While the reality of being a new mom is a couple years away for me (or never!), it's the new normal for a lot of my girlfriends. I marvel at and cherish the wisdom they embody as they've grown into their new role of being a momma.

One of those wise friends recently jotted down some of her thoughts and she's sharing them here!


Thoughts From a New Mom

I've been able to think a lot these last few months. With a new life to take care of, your perspective changes on a lot of fronts. Things that were once not important still aren't, while other things are seemingly more important than you ever thought should be.

Even before I became a mother, I had this perspective on raising kids. I will be the best mother I absolutely, positively can be to them. But my children will not become more important than my relationship with God or my husband. I've seen and heard the same story time and time again — husband and wife have a family, wife devotes her whole life to raising kids, they become her world, kids grow up and leave them with an empty house and now they're back living with someone they've each forgotten to know over the last 18+ years. 

There's a danger in letting your relationship with God slip away. Quiet time seems hard to come by. Sleep is hard to come by. Your job (both being a mother or being employed) takes more time and energy away. But there's time. There's time for church. There's time to read your Bible for 5 minutes if that's all you have for the day. There's time to say a quick prayer. There's time for you not to forget Whose you are. Recently, I read this devotional thought and it seemed to drive home the point:

My identity is not found in being a mother, but in being a daughter of the King – and that relationship will never change. God never needs to pull away from me to become independent, rather He prefers that I become more dependent.
— taken from proverbs31.org

I need to take matters into my own hands and demand time with God. Just like my son needs me to survive, God wants me and I need Him. I need to be more dependent on Him. I need to know that God will remember what I look like when I get into Heaven. I need to know that He won't say, "I know you, but I haven't heard from you in a while." 

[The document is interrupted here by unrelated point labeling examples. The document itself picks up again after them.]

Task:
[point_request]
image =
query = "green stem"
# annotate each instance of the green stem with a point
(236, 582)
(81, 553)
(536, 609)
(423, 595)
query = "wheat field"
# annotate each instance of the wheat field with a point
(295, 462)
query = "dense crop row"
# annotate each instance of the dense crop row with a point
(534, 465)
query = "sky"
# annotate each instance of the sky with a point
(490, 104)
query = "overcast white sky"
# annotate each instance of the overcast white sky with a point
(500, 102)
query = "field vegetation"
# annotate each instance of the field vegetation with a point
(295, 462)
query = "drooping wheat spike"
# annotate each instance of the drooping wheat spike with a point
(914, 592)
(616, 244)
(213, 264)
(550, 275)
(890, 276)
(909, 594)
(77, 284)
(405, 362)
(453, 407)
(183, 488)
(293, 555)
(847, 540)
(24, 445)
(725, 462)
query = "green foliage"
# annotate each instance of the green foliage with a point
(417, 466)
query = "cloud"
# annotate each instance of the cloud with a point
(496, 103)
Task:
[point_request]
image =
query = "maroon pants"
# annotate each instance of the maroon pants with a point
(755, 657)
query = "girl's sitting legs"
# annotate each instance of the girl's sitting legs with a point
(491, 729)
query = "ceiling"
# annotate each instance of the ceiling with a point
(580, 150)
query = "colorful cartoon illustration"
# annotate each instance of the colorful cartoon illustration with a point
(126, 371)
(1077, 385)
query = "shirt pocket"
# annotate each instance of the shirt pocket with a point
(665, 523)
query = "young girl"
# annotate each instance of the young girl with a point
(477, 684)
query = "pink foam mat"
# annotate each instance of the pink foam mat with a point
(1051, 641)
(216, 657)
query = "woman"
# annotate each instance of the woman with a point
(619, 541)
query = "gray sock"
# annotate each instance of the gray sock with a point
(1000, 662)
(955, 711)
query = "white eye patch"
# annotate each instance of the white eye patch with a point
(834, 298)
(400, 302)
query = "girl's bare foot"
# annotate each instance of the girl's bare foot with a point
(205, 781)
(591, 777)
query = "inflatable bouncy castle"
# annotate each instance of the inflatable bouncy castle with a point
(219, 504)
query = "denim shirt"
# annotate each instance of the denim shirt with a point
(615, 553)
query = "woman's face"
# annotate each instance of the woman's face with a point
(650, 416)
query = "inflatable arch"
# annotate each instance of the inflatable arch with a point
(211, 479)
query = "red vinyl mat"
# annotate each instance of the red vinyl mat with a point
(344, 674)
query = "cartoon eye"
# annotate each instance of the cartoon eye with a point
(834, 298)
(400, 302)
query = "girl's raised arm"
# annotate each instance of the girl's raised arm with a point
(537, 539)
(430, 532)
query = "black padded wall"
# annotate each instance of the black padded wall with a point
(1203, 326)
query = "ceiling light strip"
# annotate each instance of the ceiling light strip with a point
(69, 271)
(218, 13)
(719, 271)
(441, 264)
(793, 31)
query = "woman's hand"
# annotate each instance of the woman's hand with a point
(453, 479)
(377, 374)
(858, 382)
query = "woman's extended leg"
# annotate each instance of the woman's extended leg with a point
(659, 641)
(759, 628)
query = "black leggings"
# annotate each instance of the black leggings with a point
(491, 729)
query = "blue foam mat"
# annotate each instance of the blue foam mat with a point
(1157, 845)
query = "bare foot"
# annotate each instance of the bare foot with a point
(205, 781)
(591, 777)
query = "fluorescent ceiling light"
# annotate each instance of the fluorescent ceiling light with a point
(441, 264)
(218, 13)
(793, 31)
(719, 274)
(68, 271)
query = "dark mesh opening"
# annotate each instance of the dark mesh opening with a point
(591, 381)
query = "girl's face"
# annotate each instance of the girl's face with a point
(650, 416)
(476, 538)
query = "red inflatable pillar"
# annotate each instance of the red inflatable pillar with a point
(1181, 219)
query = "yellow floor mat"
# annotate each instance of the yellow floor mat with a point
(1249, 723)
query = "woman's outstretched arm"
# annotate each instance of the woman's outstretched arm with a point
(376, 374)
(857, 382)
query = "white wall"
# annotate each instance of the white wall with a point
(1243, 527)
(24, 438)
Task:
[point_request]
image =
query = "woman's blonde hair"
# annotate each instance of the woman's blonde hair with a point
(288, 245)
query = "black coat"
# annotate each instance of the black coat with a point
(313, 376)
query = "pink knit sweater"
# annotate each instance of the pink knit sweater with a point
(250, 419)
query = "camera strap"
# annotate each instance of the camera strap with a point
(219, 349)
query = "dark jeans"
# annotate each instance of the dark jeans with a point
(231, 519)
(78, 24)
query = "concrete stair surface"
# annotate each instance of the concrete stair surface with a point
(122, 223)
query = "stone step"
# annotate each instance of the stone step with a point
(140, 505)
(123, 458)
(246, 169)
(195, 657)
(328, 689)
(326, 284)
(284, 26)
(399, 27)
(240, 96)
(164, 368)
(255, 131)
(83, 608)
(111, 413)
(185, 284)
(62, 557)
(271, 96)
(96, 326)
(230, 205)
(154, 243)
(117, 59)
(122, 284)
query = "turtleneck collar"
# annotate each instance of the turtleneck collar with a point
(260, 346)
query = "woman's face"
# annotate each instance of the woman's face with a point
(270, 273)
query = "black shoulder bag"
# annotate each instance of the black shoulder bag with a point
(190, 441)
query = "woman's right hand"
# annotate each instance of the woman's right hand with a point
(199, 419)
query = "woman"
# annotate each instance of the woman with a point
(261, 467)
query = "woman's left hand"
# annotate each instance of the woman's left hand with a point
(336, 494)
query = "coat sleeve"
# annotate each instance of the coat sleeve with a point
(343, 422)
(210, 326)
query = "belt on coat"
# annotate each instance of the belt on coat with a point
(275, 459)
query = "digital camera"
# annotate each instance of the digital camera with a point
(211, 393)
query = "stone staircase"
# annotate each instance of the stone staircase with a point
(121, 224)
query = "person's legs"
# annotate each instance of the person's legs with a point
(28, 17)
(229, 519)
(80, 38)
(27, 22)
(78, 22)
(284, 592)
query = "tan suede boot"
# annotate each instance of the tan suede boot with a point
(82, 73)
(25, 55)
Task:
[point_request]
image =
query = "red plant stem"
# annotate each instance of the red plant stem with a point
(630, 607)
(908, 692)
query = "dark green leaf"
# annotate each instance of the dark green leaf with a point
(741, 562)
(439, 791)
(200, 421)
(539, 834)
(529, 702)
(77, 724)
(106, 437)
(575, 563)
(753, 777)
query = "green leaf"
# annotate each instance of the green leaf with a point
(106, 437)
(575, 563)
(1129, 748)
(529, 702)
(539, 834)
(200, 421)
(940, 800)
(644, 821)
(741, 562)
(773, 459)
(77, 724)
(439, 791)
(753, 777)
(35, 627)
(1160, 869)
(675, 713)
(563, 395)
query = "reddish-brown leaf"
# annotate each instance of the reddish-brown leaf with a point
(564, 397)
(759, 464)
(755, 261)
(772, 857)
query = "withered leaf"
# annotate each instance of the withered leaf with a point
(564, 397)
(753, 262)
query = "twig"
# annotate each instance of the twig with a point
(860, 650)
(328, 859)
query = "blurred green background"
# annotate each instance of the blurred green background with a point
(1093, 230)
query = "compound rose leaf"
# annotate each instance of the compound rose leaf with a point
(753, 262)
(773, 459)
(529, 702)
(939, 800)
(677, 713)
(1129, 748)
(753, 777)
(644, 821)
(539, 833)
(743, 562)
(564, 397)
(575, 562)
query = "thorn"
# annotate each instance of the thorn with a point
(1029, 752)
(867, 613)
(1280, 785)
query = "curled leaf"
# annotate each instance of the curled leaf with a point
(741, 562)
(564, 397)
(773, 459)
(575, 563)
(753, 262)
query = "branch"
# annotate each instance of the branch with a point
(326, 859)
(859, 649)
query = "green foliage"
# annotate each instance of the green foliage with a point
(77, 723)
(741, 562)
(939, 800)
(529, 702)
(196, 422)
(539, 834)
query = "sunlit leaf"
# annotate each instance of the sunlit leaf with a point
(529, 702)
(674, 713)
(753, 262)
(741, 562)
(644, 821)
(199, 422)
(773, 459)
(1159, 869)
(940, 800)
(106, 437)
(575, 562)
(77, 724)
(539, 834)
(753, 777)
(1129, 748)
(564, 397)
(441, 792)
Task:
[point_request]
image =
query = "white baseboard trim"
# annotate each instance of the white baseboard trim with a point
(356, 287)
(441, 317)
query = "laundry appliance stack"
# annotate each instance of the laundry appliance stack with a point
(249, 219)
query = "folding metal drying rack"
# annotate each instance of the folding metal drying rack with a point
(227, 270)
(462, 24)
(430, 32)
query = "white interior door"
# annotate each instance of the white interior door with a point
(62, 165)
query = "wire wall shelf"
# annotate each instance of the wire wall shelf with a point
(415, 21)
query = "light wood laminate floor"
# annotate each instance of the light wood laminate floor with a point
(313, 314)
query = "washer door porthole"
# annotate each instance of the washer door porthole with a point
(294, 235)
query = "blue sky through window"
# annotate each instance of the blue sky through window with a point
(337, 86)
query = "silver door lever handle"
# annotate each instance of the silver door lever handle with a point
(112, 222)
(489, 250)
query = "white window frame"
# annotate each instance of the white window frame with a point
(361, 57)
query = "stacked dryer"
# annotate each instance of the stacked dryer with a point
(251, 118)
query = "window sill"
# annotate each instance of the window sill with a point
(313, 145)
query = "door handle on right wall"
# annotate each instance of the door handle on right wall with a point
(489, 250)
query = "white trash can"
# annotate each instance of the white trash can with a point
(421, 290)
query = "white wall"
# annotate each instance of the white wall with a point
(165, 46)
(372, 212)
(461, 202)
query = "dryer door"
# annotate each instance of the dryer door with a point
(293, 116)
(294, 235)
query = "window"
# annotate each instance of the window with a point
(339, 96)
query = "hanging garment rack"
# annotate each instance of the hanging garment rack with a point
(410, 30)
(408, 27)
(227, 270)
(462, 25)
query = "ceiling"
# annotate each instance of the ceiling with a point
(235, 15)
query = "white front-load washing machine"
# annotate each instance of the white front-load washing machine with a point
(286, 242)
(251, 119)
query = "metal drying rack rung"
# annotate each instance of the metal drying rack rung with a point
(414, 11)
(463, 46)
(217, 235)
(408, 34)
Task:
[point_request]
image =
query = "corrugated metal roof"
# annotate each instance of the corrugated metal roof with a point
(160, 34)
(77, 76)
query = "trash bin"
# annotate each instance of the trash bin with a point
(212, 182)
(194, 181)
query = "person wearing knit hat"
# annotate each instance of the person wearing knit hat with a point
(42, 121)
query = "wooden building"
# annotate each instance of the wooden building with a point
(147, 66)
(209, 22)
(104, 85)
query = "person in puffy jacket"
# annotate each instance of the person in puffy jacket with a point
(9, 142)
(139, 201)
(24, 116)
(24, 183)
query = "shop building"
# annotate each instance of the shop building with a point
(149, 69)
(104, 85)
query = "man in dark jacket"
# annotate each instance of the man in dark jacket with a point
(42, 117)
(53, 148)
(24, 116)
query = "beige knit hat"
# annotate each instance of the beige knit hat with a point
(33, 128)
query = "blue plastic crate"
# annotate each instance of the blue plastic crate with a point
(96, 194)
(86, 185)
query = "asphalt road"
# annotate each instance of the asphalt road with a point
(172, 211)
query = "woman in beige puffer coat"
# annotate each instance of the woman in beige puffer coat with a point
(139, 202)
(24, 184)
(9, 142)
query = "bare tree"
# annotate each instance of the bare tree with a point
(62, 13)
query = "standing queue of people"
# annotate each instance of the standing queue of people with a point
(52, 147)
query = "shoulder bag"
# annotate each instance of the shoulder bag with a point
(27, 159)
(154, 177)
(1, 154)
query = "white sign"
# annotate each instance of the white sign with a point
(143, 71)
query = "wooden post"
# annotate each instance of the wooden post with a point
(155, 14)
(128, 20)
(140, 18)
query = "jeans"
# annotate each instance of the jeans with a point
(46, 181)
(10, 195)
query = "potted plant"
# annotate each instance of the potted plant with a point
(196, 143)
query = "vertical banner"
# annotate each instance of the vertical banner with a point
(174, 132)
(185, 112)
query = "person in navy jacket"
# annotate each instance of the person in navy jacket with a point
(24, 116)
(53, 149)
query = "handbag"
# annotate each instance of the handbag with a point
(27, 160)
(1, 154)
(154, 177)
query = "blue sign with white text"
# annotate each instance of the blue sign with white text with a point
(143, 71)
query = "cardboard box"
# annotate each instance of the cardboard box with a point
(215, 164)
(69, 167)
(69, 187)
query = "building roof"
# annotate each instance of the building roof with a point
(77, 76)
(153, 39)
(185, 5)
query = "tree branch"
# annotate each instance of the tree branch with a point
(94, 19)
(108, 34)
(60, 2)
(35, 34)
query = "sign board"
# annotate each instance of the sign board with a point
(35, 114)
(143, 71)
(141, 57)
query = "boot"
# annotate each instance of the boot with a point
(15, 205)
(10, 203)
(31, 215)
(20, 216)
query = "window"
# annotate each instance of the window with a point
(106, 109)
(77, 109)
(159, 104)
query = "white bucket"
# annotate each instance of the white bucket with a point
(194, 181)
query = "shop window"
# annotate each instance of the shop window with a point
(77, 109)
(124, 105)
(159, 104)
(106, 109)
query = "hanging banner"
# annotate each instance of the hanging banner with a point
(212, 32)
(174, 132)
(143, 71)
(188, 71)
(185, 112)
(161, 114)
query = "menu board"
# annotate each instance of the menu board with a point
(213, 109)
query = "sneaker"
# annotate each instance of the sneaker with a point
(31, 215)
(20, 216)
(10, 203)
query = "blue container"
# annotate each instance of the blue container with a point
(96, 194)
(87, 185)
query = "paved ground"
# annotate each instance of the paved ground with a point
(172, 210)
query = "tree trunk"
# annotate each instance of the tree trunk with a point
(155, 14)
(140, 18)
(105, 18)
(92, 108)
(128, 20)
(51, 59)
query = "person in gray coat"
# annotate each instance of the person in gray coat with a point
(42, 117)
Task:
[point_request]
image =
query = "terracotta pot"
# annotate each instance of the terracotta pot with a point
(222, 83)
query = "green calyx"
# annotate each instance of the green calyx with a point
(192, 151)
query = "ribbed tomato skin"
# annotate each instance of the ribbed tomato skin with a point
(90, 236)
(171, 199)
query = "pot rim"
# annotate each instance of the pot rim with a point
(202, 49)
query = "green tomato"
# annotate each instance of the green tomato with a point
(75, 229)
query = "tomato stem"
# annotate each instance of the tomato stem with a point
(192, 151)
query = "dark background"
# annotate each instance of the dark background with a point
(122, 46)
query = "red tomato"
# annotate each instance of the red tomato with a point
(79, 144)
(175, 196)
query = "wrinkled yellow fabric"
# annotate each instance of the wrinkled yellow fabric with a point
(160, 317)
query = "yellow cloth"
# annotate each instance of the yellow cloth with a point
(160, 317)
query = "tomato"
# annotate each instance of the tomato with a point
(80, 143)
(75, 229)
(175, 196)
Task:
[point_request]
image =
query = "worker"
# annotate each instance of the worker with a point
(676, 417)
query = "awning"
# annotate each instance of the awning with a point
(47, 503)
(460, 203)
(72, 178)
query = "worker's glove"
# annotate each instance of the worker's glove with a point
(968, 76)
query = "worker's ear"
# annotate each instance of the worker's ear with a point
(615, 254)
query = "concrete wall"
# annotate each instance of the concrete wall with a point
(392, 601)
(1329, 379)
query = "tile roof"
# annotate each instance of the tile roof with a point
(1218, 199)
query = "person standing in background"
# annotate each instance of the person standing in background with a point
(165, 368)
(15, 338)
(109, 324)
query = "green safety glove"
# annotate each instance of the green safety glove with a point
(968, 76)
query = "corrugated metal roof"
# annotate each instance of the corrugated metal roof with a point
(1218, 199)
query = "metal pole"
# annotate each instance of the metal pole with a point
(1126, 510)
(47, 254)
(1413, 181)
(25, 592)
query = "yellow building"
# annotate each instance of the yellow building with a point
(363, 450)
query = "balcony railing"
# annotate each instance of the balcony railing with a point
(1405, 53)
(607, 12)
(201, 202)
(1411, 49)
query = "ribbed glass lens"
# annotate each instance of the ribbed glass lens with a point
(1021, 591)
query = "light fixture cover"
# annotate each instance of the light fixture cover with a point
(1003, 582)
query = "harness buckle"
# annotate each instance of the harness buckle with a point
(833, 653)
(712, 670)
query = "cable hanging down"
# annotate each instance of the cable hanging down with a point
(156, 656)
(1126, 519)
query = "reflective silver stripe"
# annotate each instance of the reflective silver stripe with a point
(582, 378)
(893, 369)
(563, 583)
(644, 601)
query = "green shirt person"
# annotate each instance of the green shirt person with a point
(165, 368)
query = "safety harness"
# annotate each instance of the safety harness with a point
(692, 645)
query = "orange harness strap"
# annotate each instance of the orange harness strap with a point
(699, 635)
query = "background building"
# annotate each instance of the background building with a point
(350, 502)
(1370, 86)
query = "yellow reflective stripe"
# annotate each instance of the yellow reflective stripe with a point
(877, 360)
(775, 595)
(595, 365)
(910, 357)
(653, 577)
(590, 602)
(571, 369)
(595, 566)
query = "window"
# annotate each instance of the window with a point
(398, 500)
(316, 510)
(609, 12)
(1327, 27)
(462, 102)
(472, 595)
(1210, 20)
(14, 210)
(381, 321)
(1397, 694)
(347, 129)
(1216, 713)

There's also a danger in letting your husband slip away. Nights at home are now filled with screaming kids, baths, bedtime stories and cleanup. It's easy to call it a night once your kids are in bed and succumb to the comfort of your bed for an extra hour of sleep. But you need your husband and he needs you. You need to talk and converse like adults. Have sex. The connection that once brought children should not be forgotten. You need to go out on dates. Woo each other again just like when you first met. 

My parents have always been a good example of this type of relationship. Every Saturday night we had a babysitter and they would go out either by themselves or with other couples. They took vacations together without the kids. I remember thinking to myself, "They never take us out on dates. Why can't they spend that time with us?" Now, I get it. It wasn't about us kids. It was about them. Now, 40 years later, they're as happy as ever. Maybe even happier.

My last thought is this ... just because you have kids and a family doesn't mean that all of your dreams and aspirations are thrown by the wayside. They don't have to be forgotten about while you raise your family. It all should happen simultaneously. Glennon, from Momastery, says, 

But I do not believe in sacrificing all my dreams for my kids. If every generation does that, than who ever actually gets to follow her dreams? Nobody, except for the one who decodes the system and decides that to stay childless is the only way to stay true to herself. No, Craig and I follow our dreams and then we provide everything our kids need to adjust, and they do. I hope from this they learn that parenthood does not mean martyrdom, necessarily.

Following your dreams and making them happen is scary and rewarding. Your kids may not understand it now, but when they're older they will. They'll know that their parents loved them wholeheartedly. They'll also know that their Mom (and Dad) kicked butt at living life and didn't let a couple of kids stand in her way.

So there you have it. Thoughts from a new mom. (I'm just impressed I was able to coherently write a paragraph!)


I admit that one of my fears about being a mom stems from that oft-used phrase: "a baby changes everything." After all, there are things I don't want to change! I don't want to lose what I have with the Mr. — our talks and time and closeness. I don't want to lose the focus I have on God. I don't want to lose ME in the process of being a mom. Can you relate? Had success or failures? Tips? Chime in!